“Nightcrawler” might not provide the kind of creepy-crawly terror you might expect from its name this Halloween season, but the thriller still finds a way to provide more than adequate horror and shock to the audience’s psyche.
“Nightcrawler” follows smooth-talking and hyper-analytical Lou Bloom (Jake Gyllenhaal) in his search for a job in Los Angeles. From the very beginning, when Lou is caught stealing chain-link fence from a restricted area and — after a smiling conversation with the security officer who caught him — mugs the officer to both escape and steal the officer’s watch, the audience starts to suspect there’s something strange and dangerous about him.
This suspicion only grows when he pulls over to watch the aftermath of a deadly car crash up-close. During this excursion, Lou sees a cameraman filming the scene and discovers the footage will be sold to local news TV stations.
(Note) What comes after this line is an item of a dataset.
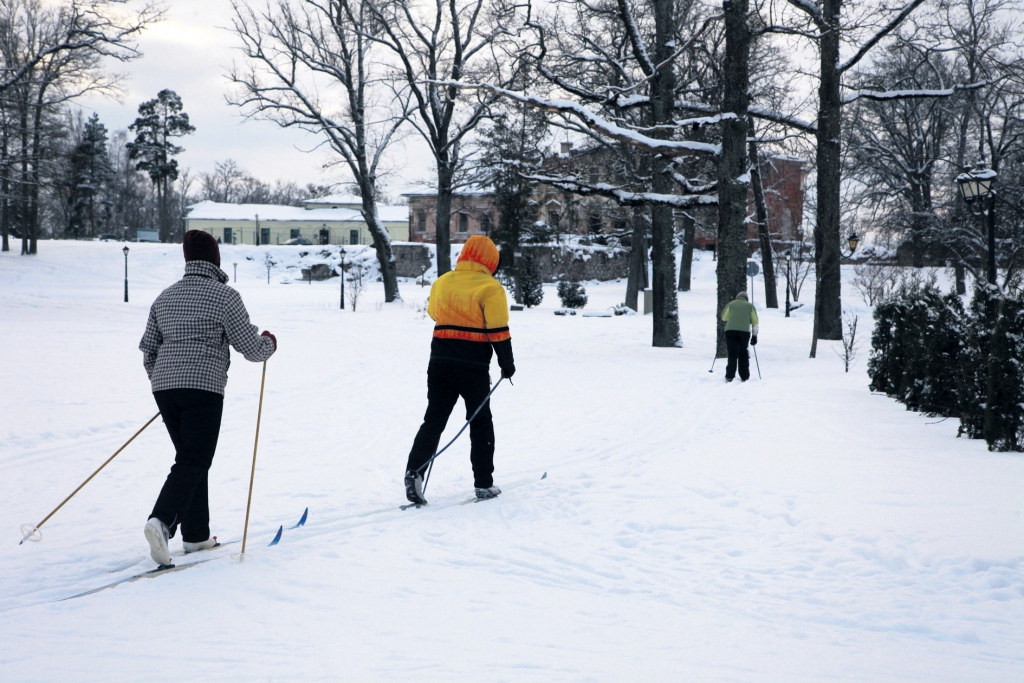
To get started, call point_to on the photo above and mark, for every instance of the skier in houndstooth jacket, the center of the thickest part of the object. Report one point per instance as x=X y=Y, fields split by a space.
x=186 y=356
When the cameraman refuses to hire him, Lou resolves to learn the trade of “Nightcrawling” for himself.
Eventually, by working with Nina Romina (Rene Russo, “Thor”), a TV news manager, and Rick, an assistant he hires, Lou carves out his own niche filming crimes and their aftermath and selling his footage to a local TV station for a significant profit.
In his quest for better footage and a higher payoff, Lou’s behavior becomes increasingly risky and dangerous, until finally he weaves a tangled web of activities that are both less than moral and less than legal. While at first it seems he will not be able to escape the web he weaves, it becomes clear that the strange and dangerous Lou the audience has been leery of from the beginning still has a few terrible tricks still up his sleeve.
Paralleling Lou’s story are the themes of increasing urban crime, the power of the media, and our society’s obsession with devastation.
Truly fantastic acting by Gyllenhaal carries the movie throughout; his ability to create a very nuanced character through simple facial expressions and methods of talking demonstrate his outstanding acting ability. Unique direction choices such as incorporating drab colors, distinctive metropolis shots of downtown LA and omitting explicit storytelling to allow the audience to draw their own conclusions also add depth and excellence to the film.
“Nightcrawler” is the kind of film that grabs the audience from the beginning, takes off running, and doesn’t let go until the bitter end. While the ending certainly does not provide the viewer with catharsis of any kind, it is perhaps this bitter and lingering aftertaste that gives the film its strength.